3

I'm studying for my exam and I came across the following exam question from last year, the only way I know how to solve this is build a regex that accounts for all six different series of letters so for example to recognize a string that has the letters a,b and c occur in that order:

$(a+b+c)^*a(a+b+c)^*b(a+b+c)^*c$

The question: Give a regular expression r over the alphabet A = {a, b, c} such that the language determined by r consists of all strings that contain at least one occurrence of each symbol in A. Briefly explain your answer.

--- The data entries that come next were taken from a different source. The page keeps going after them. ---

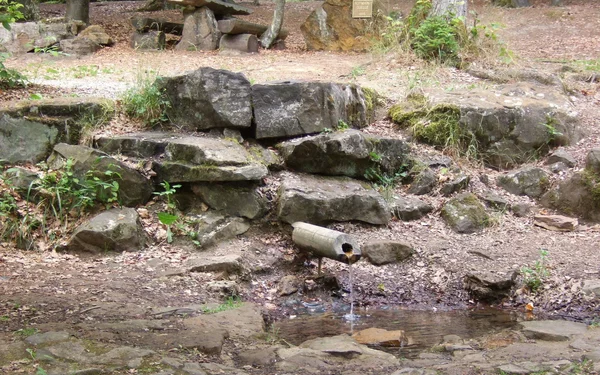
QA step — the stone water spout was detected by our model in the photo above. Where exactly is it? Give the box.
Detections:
[292,221,362,271]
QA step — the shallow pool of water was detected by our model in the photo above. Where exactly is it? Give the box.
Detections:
[275,308,517,358]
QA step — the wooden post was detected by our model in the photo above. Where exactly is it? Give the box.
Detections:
[292,222,362,264]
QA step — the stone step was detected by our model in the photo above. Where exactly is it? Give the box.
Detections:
[167,0,252,16]
[95,132,268,183]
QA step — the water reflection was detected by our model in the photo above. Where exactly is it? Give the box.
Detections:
[275,309,516,358]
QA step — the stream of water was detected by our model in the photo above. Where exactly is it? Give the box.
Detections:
[275,307,517,358]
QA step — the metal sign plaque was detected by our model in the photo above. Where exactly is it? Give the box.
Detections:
[352,0,373,18]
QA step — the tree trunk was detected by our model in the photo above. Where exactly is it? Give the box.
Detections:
[260,0,285,48]
[65,0,90,25]
[429,0,467,18]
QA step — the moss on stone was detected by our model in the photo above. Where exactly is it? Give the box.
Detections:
[582,168,600,208]
[389,94,480,159]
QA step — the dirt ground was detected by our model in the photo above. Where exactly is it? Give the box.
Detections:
[0,0,600,374]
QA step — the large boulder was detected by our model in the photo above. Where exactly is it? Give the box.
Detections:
[407,168,437,195]
[278,129,410,179]
[67,208,145,254]
[95,132,268,183]
[0,97,114,164]
[585,148,600,175]
[167,0,252,18]
[300,0,387,51]
[463,270,518,302]
[277,173,390,224]
[0,115,58,164]
[442,193,490,233]
[48,143,153,206]
[175,7,221,51]
[159,67,252,130]
[192,183,269,219]
[496,167,550,198]
[540,170,600,221]
[390,83,580,168]
[252,81,376,139]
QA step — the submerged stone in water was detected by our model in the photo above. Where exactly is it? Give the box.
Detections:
[352,328,409,347]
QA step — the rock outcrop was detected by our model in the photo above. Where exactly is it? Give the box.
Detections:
[496,167,550,198]
[67,208,145,254]
[442,193,490,233]
[277,174,390,224]
[0,97,114,164]
[252,81,375,139]
[278,129,410,179]
[95,132,268,183]
[390,83,580,168]
[157,67,252,130]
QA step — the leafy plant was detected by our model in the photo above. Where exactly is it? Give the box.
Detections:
[411,16,460,63]
[335,120,350,131]
[521,249,550,293]
[0,0,27,88]
[121,74,171,126]
[202,295,242,314]
[33,41,65,57]
[350,65,366,79]
[154,181,181,243]
[0,0,24,30]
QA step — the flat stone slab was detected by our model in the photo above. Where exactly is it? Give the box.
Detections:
[277,174,391,224]
[521,320,587,341]
[25,331,71,345]
[167,0,252,16]
[277,129,410,179]
[533,215,579,232]
[95,132,268,183]
[185,254,242,273]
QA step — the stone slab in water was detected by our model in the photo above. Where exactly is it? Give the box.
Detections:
[184,254,242,273]
[352,328,408,347]
[520,320,587,341]
[277,173,391,224]
[362,240,414,266]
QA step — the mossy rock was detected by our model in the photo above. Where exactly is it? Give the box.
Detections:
[442,193,490,233]
[388,83,582,169]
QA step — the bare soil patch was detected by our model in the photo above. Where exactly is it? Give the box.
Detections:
[0,0,600,374]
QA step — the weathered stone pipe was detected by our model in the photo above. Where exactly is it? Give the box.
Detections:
[292,221,362,271]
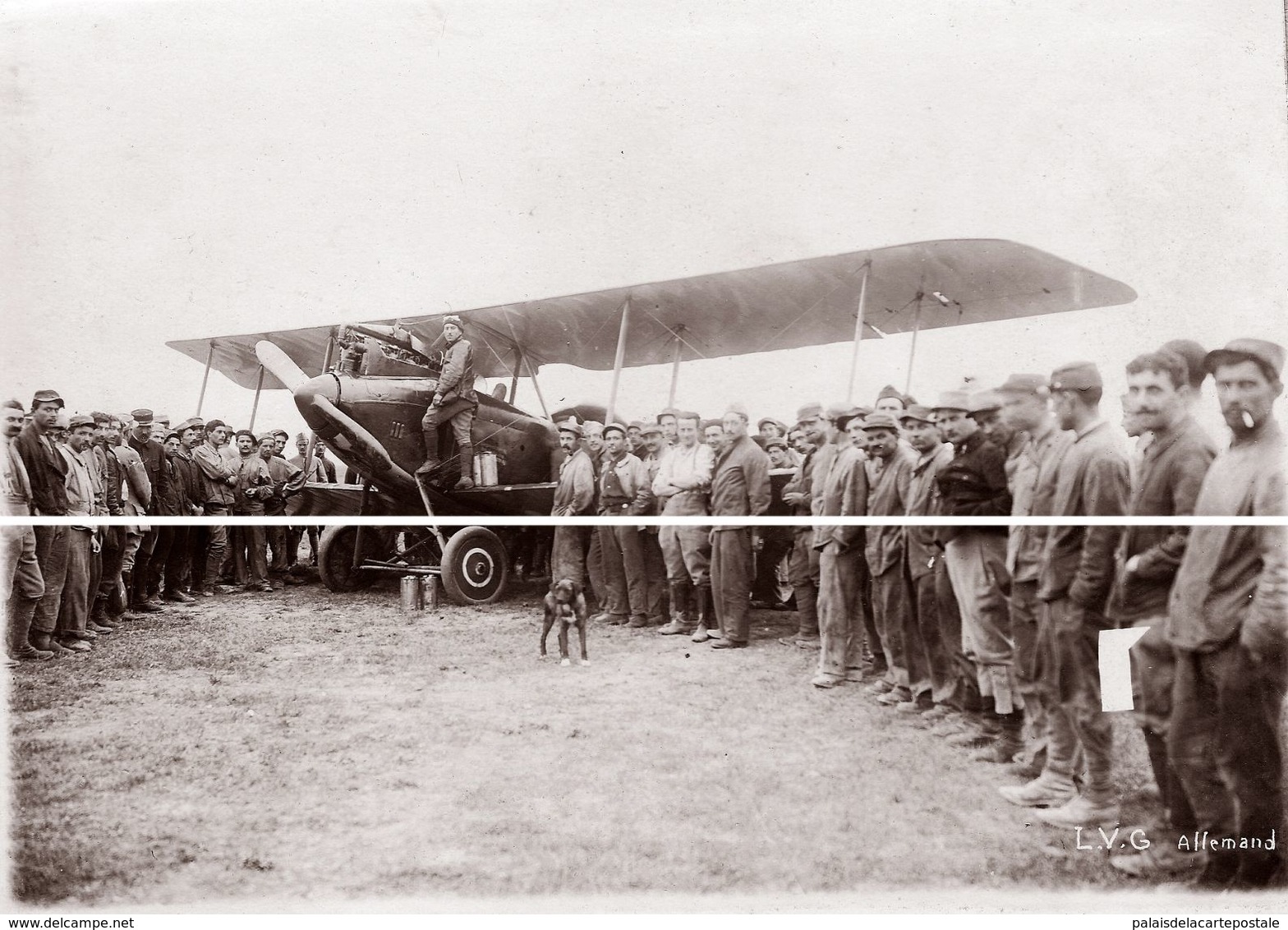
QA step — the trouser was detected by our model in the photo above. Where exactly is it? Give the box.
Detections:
[869,560,925,690]
[935,555,980,711]
[0,526,45,656]
[98,527,125,600]
[1010,581,1052,760]
[787,527,819,639]
[912,569,957,705]
[188,526,210,594]
[1167,633,1288,862]
[232,514,268,585]
[1131,615,1198,835]
[596,526,649,617]
[55,527,94,639]
[201,502,228,590]
[640,527,667,622]
[31,527,71,635]
[751,527,794,606]
[420,397,478,478]
[711,527,752,642]
[550,523,586,587]
[944,529,1023,714]
[818,540,866,679]
[1039,597,1114,803]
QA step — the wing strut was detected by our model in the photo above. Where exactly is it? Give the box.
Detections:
[195,338,215,416]
[604,295,631,425]
[845,262,872,403]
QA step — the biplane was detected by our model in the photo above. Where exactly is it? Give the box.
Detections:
[168,240,1136,603]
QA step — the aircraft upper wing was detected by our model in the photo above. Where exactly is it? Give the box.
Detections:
[166,240,1136,388]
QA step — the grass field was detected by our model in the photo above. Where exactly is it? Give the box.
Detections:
[11,577,1282,909]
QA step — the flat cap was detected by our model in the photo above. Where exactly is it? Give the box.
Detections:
[796,403,823,422]
[559,416,583,440]
[966,390,1002,413]
[997,375,1051,397]
[1203,338,1284,380]
[1051,362,1105,390]
[899,403,935,422]
[859,410,899,433]
[934,390,970,413]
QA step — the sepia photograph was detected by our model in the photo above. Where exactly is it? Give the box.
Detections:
[0,0,1288,914]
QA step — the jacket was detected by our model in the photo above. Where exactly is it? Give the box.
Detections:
[14,422,67,517]
[1037,420,1129,608]
[434,338,479,403]
[1109,417,1216,624]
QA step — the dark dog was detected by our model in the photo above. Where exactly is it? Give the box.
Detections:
[541,578,590,665]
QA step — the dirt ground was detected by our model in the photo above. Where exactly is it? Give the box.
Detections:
[11,583,1277,909]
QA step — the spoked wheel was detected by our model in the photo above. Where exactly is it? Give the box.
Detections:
[440,527,510,605]
[318,527,380,592]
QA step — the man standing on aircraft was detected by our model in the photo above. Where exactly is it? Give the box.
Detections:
[416,315,479,490]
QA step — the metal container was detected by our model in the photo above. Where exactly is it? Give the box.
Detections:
[478,452,499,488]
[402,574,425,613]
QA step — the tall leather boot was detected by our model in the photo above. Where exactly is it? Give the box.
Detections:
[658,578,693,637]
[693,585,715,642]
[452,442,474,490]
[416,426,448,476]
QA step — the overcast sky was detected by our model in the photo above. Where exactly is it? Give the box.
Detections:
[0,0,1288,438]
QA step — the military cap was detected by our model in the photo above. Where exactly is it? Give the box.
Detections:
[899,403,935,422]
[1159,338,1207,388]
[966,390,1002,413]
[796,403,823,422]
[997,375,1051,397]
[934,390,970,413]
[859,410,899,433]
[1051,362,1105,390]
[1203,338,1284,381]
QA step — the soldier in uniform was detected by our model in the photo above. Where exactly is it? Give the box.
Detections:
[416,315,479,490]
[596,422,653,628]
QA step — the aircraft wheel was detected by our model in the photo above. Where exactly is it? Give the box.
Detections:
[318,527,379,592]
[440,527,510,605]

  • I think an alternation of six terms of the form $a(a)b(a+b)c(a+b+c)$ is easier to explain. BTW: What has been your* question? – greybeard Dec 28 '19 at 16:44
  • @greybeard: yeah, i belatedly got that. I deleted my comment while thinking about how to prove that formulation in a way that justifies "easier to explain" since it seems to me that OP's formulation requires very little explanation at all. – rici Dec 30 '19 at 07:17
  • @greybeard: The big advantage of yours, it seems to me, is not ease of explanation but rather the fact that it leads to a deterministic grammar. OP's expression is a classic example of exponential state blowup of the standard regex->NFA->DFA algorithm. – rici Dec 30 '19 at 07:32

2 Answers2

5

Your solution looks good to me, and it is probably what they expect of you.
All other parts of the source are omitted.